Catherine reached up to wipe the sweat from her forehead, and found that her hand was shaking.

“Your daddy and some man was in the examination room.” Betty’s eyes met Catherine’s.

Catherine nodded jerkily.

“They was talking. They was raising their voices. I knew something was wrong. I never heard raised voices in your daddy’s office before. It was late. Wasn’t no one there but me and Miss Leona.” Betty’s face went wry with dislike. She heaved a heavy breath and went on.

“I was mopping the second examination room. My door was open, but the door to the other room, where your daddy and the man was, ’course it was closed. I could hear voices, but not what they were saying.

“I seen Miss Leona come along the hall, you know how quiet she moved in them white shoes. She passed by the door of my room. I wasn’t making no noise; I don’t think she knew I was there. She was ’spose to be gone. I heard your daddy tell her to go on home, he had seen everybody.
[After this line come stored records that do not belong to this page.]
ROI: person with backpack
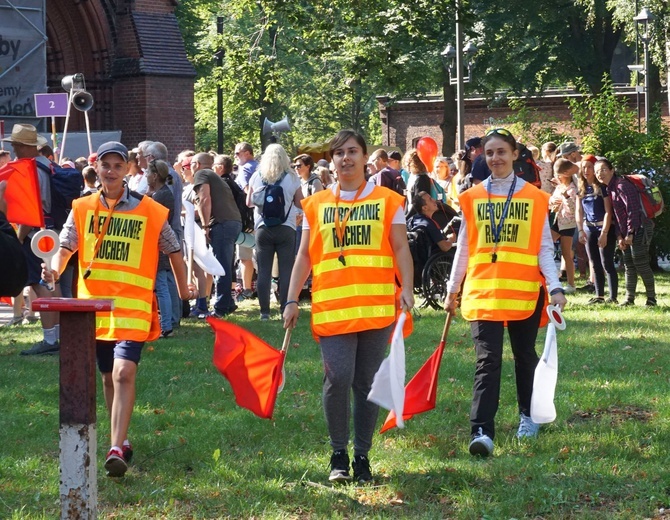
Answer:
[3,123,65,356]
[595,158,657,307]
[189,152,242,318]
[247,143,303,320]
[575,154,619,305]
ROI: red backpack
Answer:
[624,173,665,218]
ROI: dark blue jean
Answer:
[209,220,242,314]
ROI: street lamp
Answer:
[440,35,477,149]
[628,7,656,133]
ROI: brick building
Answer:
[377,87,667,150]
[46,0,195,156]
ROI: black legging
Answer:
[584,225,619,300]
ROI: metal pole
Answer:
[456,0,465,150]
[642,33,650,134]
[32,298,114,520]
[216,16,223,154]
[635,0,642,132]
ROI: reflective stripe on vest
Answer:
[460,183,549,321]
[303,187,404,336]
[73,194,168,341]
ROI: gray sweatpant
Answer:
[319,324,394,456]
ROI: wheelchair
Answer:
[407,217,460,310]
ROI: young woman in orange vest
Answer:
[284,130,414,484]
[42,141,196,477]
[445,128,566,456]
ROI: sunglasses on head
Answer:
[486,128,514,137]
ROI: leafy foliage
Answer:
[570,76,670,256]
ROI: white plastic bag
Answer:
[530,323,558,424]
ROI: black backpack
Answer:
[221,175,254,233]
[514,143,542,188]
[35,161,84,230]
[259,174,293,227]
[407,215,433,287]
But then I heard her messing ’round in the medicine room, and I guess she heard the other man come in and was so nosy she had to find out who it was. She didn’t like nothing going on at that office that she didn’t know all about. For that matter, she didn’t like your daddy doing nothing if she didn’t know what it was and why.” And Betty shot Catherine a significant look with her yellowed eyes.

“What happened?” Catherine asked carefully.
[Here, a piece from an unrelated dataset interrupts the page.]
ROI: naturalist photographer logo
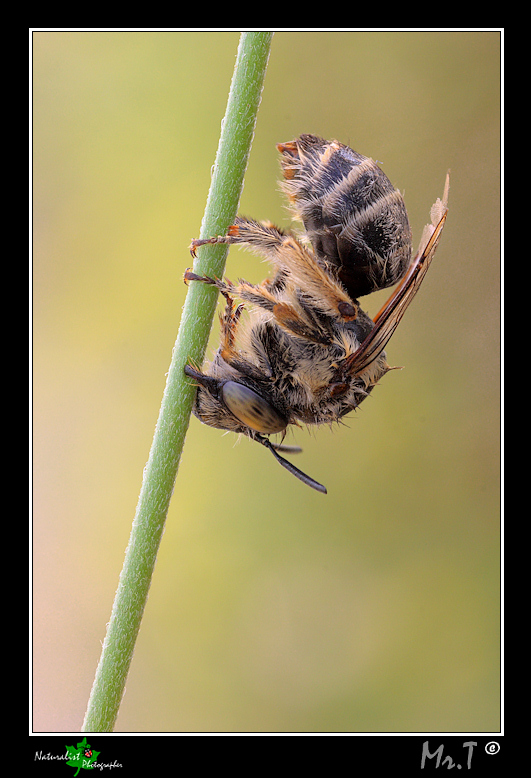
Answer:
[66,737,101,778]
[35,737,122,778]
“She was listening,” said Betty. “She was listening at the door.” Betty’s voice was flat. “I knew that was wrong, your daddy wouldn’t want that. Why else did he tell her to go home? But I couldn’t say nothing.”

Catherine could understand that. Betty would never have said anything to Leona.

“I put down my mop real quiet, and I went to the door of the room so I could watch her. She was just drinking it in. Her head was so close to that door you couldn’t have got a broomstraw between them.

“Your daddy put his hand on the doorknob and opened it a little to leave, or maybe to tell the other man it was time for him to leave. Miss Leona stepped back right smart then, she sure did. She went and hid in your daddy’s office. She didn’t go by me, you see. She didn’t see me,” Betty emphasized. “I stayed where I was. I was scared, by that time. Your daddy, he wasn’t mad, he was just upset…But that other man, he was mad .

“Your daddy took a step out of the room, but he stood with his back to me and talked some more. He says-I could hear him then-he says, ‘You’re going to have to face it. It’s the law. I’m sorry, more sorry than I can say. But I have to report it. I got to tell…’ This I didn’t understand, Miss Catherine. Something about the government. Then he says, ‘You know things have changed, it’s not like it used to be. After a while, you can come home. No one need know. And you’ll feel a lot better.’

“I didn’t understand that part, either, Miss Catherine. The doctor said something about animals, some kind of animal. I don’t remember the name of it. It was something they got in Texas, I know. I seen it on TV the other day, and when they call it by name, it was the same name. Begin with an A .”

Aardvark? Catherine wondered incredulously. She rummaged in her mind for another animal whose name began with an A . Nothing. She pushed that aside, for Betty was still talking.

“-I stepped back where I was. I didn’t want your daddy thinking I was listening in like Miss Leona. He went out the back of the office, all upset. He wouldn’t have seen me if I’d jumped out in front of him and yelled. The other man, he came out after a minute. I heard him going down the hall and out the front door. So I didn’t see him. I don’t know to this day who it was. But Miss Leona knew, she saw him.”